Das ist das Eingeständnis von Blutleere und Ausgelaugtheit. Wenn die „Hannoversche Allgemeine Zeitung“, wie gestern geschehen, berichtet, dass Herr Plaue den Eindruck, es handele sich nur um Flaschen, zurückgewiesen habe, dann ist das immerhin eine erhellende Erkenntnis.
Die Kabinettsumbildung ist missglückt. Besonders schlimm ist, dass sie mit einem unglaublichen Glaubwürdigkeitsverlust verbunden ist. Das werden Sie noch bemerken.

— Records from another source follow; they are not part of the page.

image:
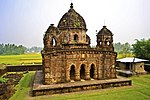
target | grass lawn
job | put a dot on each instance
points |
(19, 59)
(140, 90)
(23, 87)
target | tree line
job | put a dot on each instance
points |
(140, 49)
(12, 49)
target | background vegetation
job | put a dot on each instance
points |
(138, 91)
(34, 58)
(12, 49)
(141, 48)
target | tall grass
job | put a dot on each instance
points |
(23, 87)
(140, 90)
(20, 59)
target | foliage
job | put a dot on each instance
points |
(20, 59)
(23, 87)
(11, 49)
(3, 80)
(142, 48)
(33, 49)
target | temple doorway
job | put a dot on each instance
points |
(72, 73)
(92, 71)
(82, 71)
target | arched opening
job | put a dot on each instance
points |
(72, 73)
(53, 42)
(92, 70)
(76, 38)
(82, 71)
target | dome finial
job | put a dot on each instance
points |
(71, 5)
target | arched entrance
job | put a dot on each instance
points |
(53, 42)
(92, 70)
(72, 73)
(82, 71)
(76, 38)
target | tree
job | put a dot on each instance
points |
(11, 49)
(141, 48)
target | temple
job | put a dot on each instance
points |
(67, 55)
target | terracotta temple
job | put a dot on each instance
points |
(68, 57)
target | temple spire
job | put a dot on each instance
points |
(71, 5)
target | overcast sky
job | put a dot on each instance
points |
(25, 21)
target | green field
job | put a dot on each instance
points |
(140, 90)
(20, 59)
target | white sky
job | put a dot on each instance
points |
(25, 21)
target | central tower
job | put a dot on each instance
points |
(67, 55)
(73, 28)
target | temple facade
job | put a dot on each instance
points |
(67, 55)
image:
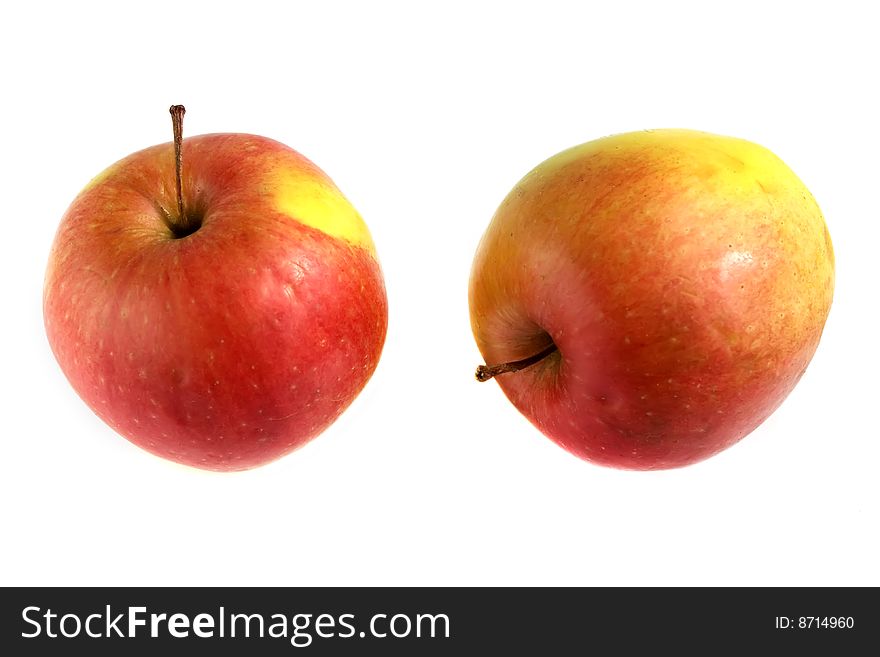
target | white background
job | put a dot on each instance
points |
(425, 118)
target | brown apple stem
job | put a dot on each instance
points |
(486, 372)
(177, 112)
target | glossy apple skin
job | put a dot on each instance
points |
(685, 279)
(234, 345)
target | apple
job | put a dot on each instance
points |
(647, 299)
(217, 301)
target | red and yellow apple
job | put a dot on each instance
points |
(226, 337)
(648, 299)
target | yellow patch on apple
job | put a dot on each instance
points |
(321, 206)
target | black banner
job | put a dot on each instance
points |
(438, 621)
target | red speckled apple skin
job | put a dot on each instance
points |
(685, 279)
(230, 347)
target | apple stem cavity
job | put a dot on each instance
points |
(185, 224)
(486, 372)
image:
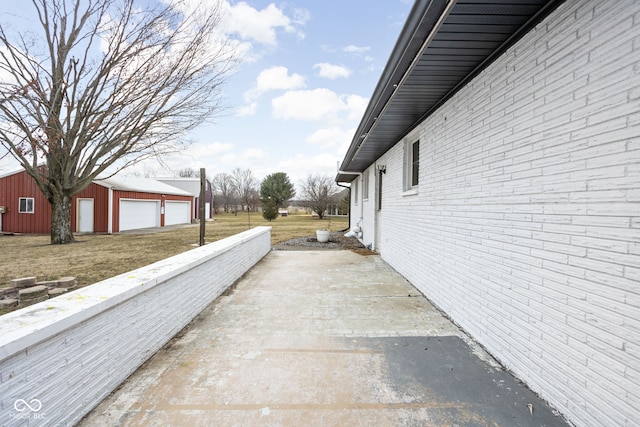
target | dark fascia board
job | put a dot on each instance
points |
(420, 23)
(421, 19)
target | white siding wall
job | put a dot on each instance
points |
(528, 212)
(71, 351)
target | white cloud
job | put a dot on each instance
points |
(330, 137)
(317, 104)
(254, 154)
(257, 25)
(301, 166)
(247, 110)
(356, 49)
(274, 78)
(331, 71)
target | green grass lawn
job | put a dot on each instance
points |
(96, 257)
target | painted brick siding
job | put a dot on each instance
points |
(526, 225)
(72, 370)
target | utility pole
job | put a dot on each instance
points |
(203, 182)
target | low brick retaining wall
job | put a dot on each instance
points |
(61, 357)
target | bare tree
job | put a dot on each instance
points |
(245, 186)
(318, 193)
(223, 187)
(102, 85)
(188, 173)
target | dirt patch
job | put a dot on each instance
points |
(337, 241)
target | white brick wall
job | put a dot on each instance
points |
(528, 210)
(71, 351)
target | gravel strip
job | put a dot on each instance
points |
(336, 241)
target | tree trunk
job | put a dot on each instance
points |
(61, 220)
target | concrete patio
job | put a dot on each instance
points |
(321, 338)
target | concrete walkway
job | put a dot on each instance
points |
(321, 338)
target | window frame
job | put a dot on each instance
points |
(27, 201)
(411, 166)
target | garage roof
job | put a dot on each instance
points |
(142, 185)
(442, 46)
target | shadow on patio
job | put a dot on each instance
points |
(327, 338)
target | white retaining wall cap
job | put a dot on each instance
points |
(30, 325)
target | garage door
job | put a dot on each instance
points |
(136, 214)
(177, 213)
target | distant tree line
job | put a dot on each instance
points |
(241, 191)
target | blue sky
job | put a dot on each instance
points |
(308, 69)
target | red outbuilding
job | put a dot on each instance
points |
(105, 206)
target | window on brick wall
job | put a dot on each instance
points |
(25, 205)
(365, 185)
(411, 165)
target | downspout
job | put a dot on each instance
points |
(348, 216)
(110, 212)
(359, 174)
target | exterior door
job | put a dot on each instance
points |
(177, 213)
(85, 215)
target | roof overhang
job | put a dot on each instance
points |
(443, 45)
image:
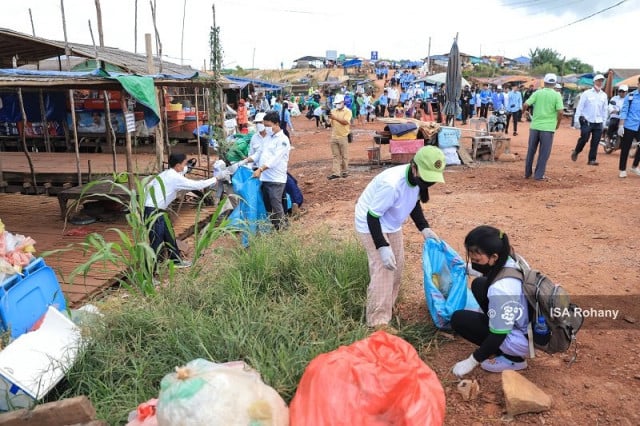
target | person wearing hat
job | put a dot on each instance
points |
(628, 130)
(591, 114)
(614, 108)
(382, 208)
(340, 120)
(544, 122)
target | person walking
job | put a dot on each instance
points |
(591, 114)
(340, 119)
(160, 193)
(382, 208)
(628, 130)
(272, 170)
(500, 330)
(545, 121)
(514, 109)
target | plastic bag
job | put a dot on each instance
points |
(445, 282)
(204, 393)
(377, 381)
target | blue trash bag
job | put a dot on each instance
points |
(250, 215)
(445, 282)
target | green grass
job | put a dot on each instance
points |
(276, 305)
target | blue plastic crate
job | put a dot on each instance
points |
(25, 297)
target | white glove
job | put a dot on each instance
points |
(224, 175)
(388, 258)
(465, 367)
(428, 233)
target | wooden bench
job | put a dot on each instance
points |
(100, 191)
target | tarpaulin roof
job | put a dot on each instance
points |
(244, 81)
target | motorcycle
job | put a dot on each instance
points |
(498, 121)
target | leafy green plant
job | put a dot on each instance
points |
(276, 305)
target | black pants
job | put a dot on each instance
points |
(593, 130)
(516, 118)
(160, 236)
(484, 110)
(625, 147)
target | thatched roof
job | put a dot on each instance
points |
(28, 50)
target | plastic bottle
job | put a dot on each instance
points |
(541, 334)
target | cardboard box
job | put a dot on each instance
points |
(35, 362)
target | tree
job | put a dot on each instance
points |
(575, 66)
(545, 56)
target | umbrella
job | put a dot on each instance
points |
(453, 87)
(441, 78)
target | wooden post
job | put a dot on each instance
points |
(72, 101)
(159, 139)
(45, 123)
(128, 153)
(24, 141)
(111, 133)
(99, 18)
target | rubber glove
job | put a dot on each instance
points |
(224, 175)
(388, 258)
(465, 367)
(428, 233)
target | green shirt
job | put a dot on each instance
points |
(547, 102)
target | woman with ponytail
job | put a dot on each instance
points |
(500, 330)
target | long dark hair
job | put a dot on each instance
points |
(489, 240)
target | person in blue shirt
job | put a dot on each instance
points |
(497, 99)
(629, 129)
(514, 109)
(485, 100)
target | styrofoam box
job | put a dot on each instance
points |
(35, 362)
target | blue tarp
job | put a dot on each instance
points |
(351, 63)
(269, 85)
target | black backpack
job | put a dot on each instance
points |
(550, 300)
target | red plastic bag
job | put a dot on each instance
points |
(376, 381)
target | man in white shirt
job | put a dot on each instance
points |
(161, 192)
(381, 210)
(590, 116)
(272, 170)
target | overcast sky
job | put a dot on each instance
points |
(266, 34)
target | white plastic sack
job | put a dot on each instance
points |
(204, 393)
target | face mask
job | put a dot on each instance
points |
(482, 268)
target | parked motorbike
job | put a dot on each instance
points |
(498, 121)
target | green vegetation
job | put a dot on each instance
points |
(276, 305)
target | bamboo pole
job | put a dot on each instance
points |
(99, 18)
(33, 28)
(45, 123)
(24, 141)
(135, 27)
(72, 101)
(128, 153)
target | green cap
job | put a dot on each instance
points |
(430, 162)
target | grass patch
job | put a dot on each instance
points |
(276, 305)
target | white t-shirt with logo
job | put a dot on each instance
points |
(390, 197)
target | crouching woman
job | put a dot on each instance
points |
(500, 330)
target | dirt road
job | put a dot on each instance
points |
(578, 227)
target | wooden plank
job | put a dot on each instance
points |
(78, 410)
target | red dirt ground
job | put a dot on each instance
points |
(577, 227)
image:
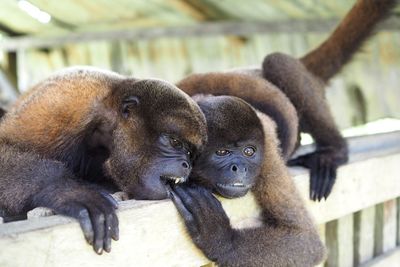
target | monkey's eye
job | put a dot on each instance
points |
(249, 151)
(175, 143)
(222, 152)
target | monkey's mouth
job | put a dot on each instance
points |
(232, 190)
(234, 185)
(173, 179)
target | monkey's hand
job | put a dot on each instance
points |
(323, 164)
(205, 220)
(95, 211)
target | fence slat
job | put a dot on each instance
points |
(364, 235)
(385, 227)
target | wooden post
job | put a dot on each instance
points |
(339, 242)
(364, 235)
(385, 227)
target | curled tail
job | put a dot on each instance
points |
(327, 60)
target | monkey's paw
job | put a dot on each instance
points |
(205, 219)
(323, 165)
(95, 212)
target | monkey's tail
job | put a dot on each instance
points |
(328, 59)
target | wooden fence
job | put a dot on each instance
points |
(360, 221)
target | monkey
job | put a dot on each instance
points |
(2, 112)
(287, 236)
(84, 132)
(243, 143)
(302, 82)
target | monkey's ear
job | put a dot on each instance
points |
(128, 104)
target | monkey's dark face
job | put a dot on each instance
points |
(159, 131)
(232, 158)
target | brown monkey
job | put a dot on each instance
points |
(243, 149)
(287, 236)
(2, 112)
(83, 127)
(303, 90)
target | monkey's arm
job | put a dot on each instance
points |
(288, 236)
(28, 181)
(277, 243)
(307, 95)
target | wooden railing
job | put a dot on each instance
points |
(360, 221)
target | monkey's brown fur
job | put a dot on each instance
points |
(288, 236)
(84, 125)
(262, 94)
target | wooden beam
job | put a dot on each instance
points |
(198, 30)
(152, 233)
(390, 259)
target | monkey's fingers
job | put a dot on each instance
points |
(303, 160)
(313, 184)
(86, 225)
(111, 218)
(110, 199)
(331, 182)
(190, 222)
(98, 223)
(211, 201)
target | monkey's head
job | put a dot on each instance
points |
(158, 132)
(231, 161)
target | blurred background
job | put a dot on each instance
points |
(169, 39)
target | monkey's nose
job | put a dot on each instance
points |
(185, 164)
(235, 168)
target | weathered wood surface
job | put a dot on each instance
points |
(152, 233)
(203, 29)
(390, 259)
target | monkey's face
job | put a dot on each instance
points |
(232, 159)
(230, 169)
(159, 130)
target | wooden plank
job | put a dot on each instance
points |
(385, 227)
(364, 235)
(155, 226)
(203, 29)
(322, 234)
(339, 242)
(398, 221)
(389, 259)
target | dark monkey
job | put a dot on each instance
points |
(288, 236)
(302, 82)
(84, 127)
(242, 153)
(2, 112)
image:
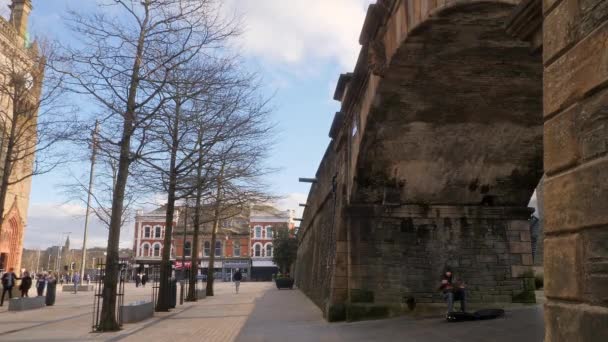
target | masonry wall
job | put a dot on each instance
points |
(576, 164)
(401, 253)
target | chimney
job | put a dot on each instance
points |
(20, 11)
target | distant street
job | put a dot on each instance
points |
(259, 313)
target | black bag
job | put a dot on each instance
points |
(477, 315)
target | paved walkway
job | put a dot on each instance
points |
(259, 313)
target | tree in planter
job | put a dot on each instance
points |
(123, 63)
(285, 249)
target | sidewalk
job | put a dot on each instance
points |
(259, 313)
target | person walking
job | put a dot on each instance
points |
(237, 277)
(26, 284)
(8, 282)
(40, 283)
(51, 289)
(76, 281)
(452, 290)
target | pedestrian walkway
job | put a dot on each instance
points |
(258, 313)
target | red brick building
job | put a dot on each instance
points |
(231, 248)
(264, 221)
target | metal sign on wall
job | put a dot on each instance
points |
(236, 263)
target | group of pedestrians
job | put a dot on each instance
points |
(43, 280)
(141, 278)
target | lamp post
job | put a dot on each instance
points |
(89, 193)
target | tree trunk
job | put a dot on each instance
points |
(164, 291)
(8, 161)
(216, 224)
(197, 220)
(108, 309)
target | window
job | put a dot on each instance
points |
(258, 232)
(236, 250)
(187, 248)
(218, 248)
(257, 250)
(207, 248)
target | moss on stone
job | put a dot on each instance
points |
(527, 295)
(361, 296)
(356, 312)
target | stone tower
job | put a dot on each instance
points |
(20, 12)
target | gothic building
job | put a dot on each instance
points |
(18, 57)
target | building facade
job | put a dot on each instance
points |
(230, 250)
(17, 57)
(243, 241)
(264, 222)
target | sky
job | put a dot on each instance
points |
(299, 47)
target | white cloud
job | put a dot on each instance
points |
(300, 32)
(47, 221)
(292, 201)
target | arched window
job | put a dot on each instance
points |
(258, 232)
(218, 248)
(207, 248)
(257, 250)
(187, 248)
(236, 247)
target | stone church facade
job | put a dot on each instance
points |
(16, 55)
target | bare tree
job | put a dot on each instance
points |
(36, 119)
(123, 62)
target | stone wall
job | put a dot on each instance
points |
(401, 253)
(575, 54)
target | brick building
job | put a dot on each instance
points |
(264, 221)
(230, 249)
(17, 55)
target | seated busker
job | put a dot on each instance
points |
(452, 290)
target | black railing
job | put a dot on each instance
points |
(99, 293)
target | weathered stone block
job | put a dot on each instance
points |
(563, 268)
(520, 247)
(26, 303)
(577, 134)
(570, 21)
(361, 296)
(575, 323)
(526, 259)
(519, 271)
(596, 265)
(137, 311)
(577, 199)
(578, 71)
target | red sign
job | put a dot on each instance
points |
(178, 264)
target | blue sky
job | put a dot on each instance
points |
(299, 47)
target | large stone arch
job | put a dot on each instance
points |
(457, 115)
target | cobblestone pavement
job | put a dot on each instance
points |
(259, 312)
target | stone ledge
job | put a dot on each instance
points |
(27, 303)
(137, 311)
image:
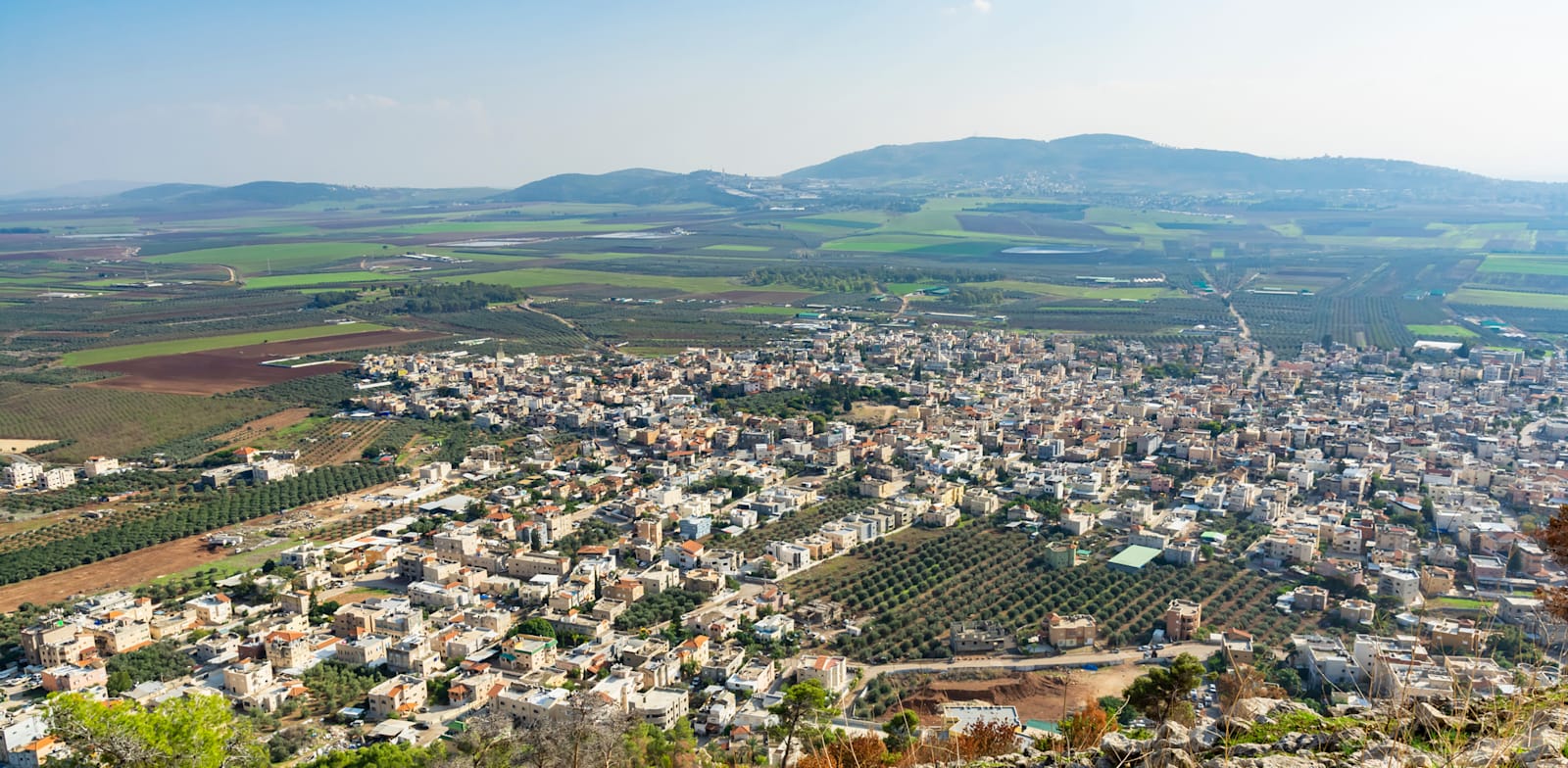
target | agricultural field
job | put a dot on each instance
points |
(911, 585)
(214, 342)
(106, 422)
(538, 278)
(1355, 276)
(263, 259)
(1515, 264)
(1509, 298)
(311, 279)
(1445, 331)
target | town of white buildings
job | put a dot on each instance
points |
(1388, 485)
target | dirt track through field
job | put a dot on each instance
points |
(239, 367)
(109, 574)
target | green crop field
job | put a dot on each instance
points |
(212, 342)
(1443, 331)
(1507, 298)
(276, 258)
(883, 243)
(478, 227)
(1556, 265)
(310, 279)
(1081, 290)
(546, 276)
(114, 422)
(739, 248)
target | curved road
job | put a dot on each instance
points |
(1032, 663)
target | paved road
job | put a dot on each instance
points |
(1247, 336)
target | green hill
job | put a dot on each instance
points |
(632, 185)
(1131, 165)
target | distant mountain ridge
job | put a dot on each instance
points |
(1086, 164)
(632, 185)
(1102, 162)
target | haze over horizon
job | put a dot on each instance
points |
(493, 94)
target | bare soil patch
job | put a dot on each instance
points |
(1045, 696)
(15, 446)
(755, 297)
(110, 574)
(240, 367)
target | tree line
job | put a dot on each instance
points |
(195, 514)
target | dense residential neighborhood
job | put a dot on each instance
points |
(645, 532)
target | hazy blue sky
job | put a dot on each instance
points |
(475, 93)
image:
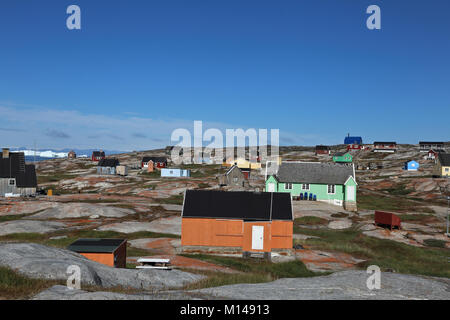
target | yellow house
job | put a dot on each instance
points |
(442, 167)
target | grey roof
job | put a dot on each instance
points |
(96, 245)
(444, 159)
(314, 172)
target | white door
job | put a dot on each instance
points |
(350, 193)
(257, 237)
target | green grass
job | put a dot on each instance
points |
(377, 202)
(16, 286)
(310, 221)
(399, 190)
(387, 254)
(436, 243)
(339, 215)
(251, 271)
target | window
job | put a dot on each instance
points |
(331, 189)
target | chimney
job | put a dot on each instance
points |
(5, 153)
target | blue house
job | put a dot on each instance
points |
(411, 165)
(173, 172)
(353, 142)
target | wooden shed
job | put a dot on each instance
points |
(110, 252)
(387, 219)
(251, 221)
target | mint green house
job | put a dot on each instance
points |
(333, 183)
(345, 157)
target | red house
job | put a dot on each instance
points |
(98, 155)
(320, 149)
(387, 219)
(158, 162)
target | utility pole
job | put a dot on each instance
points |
(445, 191)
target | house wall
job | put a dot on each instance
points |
(441, 170)
(6, 188)
(214, 232)
(282, 234)
(235, 178)
(117, 259)
(106, 170)
(103, 258)
(320, 190)
(235, 233)
(247, 239)
(345, 158)
(168, 172)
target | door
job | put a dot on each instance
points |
(257, 237)
(350, 193)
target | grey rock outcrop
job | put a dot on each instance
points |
(39, 261)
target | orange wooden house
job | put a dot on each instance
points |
(251, 221)
(110, 252)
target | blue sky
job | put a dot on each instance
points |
(137, 70)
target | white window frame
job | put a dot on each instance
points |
(333, 187)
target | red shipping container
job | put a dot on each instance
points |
(388, 219)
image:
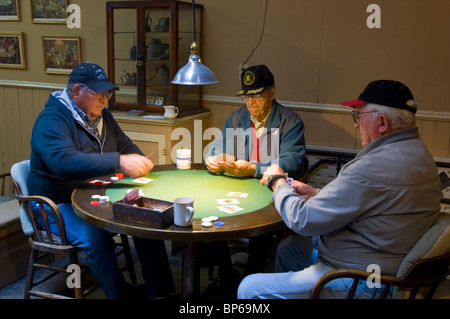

Wenn am Wochenende in allen Zeitungen des Landes berichtet wird, am Dienstag werde es drei neue Minister geben, und am Sonntag Millionen Niedersachsen über den Norddeutschen Rundfunk, im Hörfunk, vom Ministerpräsidenten gesagt bekommen, das sei erstunken und erlogen, daran sei nichts wahr, das hätten sich wieder einmal Journalisten ausgedacht, dann türmen sich natürlich die Briefe auf, in denen die Menschen fragen: Auf wen und was sollen wir überhaupt noch vertrauen, wenn ein Ministerpräsident sonntags sagt, es sei keine Kabinettsumbildung geplant, Weber sei sein bester Mann im Boot, mit dem werde er also noch weiter fahren, dann aber am Dienstag die Kabinettsumbildung verkündet, als sei nichts gewesen? Das ist die Müntefering-Linie: Man kann immer die gesamte Öffentlichkeit täuschen; am Ende wird sich das auszahlen. - Nein! Am Ende wird diese Art des Umgangs mit der niedersächsischen Öffentlichkeit bitter abgestraft werden!
Auch die Themen kommen und gehen wie die Kabinettsmitglieder. Die Staatsmodernisierung wird zur Chefsache erklärt und in die Staatskanzlei geholt. Jetzt, da unpopuläre Entscheidungen anstehen, wird sie wieder in das Innenministerium abgeschoben. Das Thema Multimedia, Internet, Telekommunikation wurde vor einem Jahr zu dem Thema schlechthin erklärt. Als man merkte, dass man immer noch nichts vorweisen kann, schob man es in das Wirtschaftsministerium. Vor diesem Hintergrund kann ich nur empfehlen, einmal in den Zeitraum der 80er-Jahre zurückzublicken. Als 1987 z. B. das Programm „Computer an Schulen“ verkündet wurde, als das Rundfunkmonopol
gebrochen wurde, als RTL und ffn in Hannover lizenziert wurden, als hier in Hannover die Glasfaserverkabelung als neue Form der Datenautobahn für das gesamte Land diskutiert wurde, da waren das Beginn und Anfang eines Informatikstandortes Niedersachsen, wie man ihn in Deutschland in keinem anderen Bundesland vorfand. Jüngst hat das Niedersächsische Institut der Wirtschaft eine Bilanz nach zehn Jahren SPD-Medien- und Informationspolitik vorgelegt. Diese fällt mehr als dürftig aus. Dort heißt es nämlich, Niedersachsen haben inzwischen eine geringe Bedeutung als Standort der Informations- und Medienwirtschaft, weil man diese Pflänzchen der Informations- und Mediengesellschaft nicht gepflegt habe.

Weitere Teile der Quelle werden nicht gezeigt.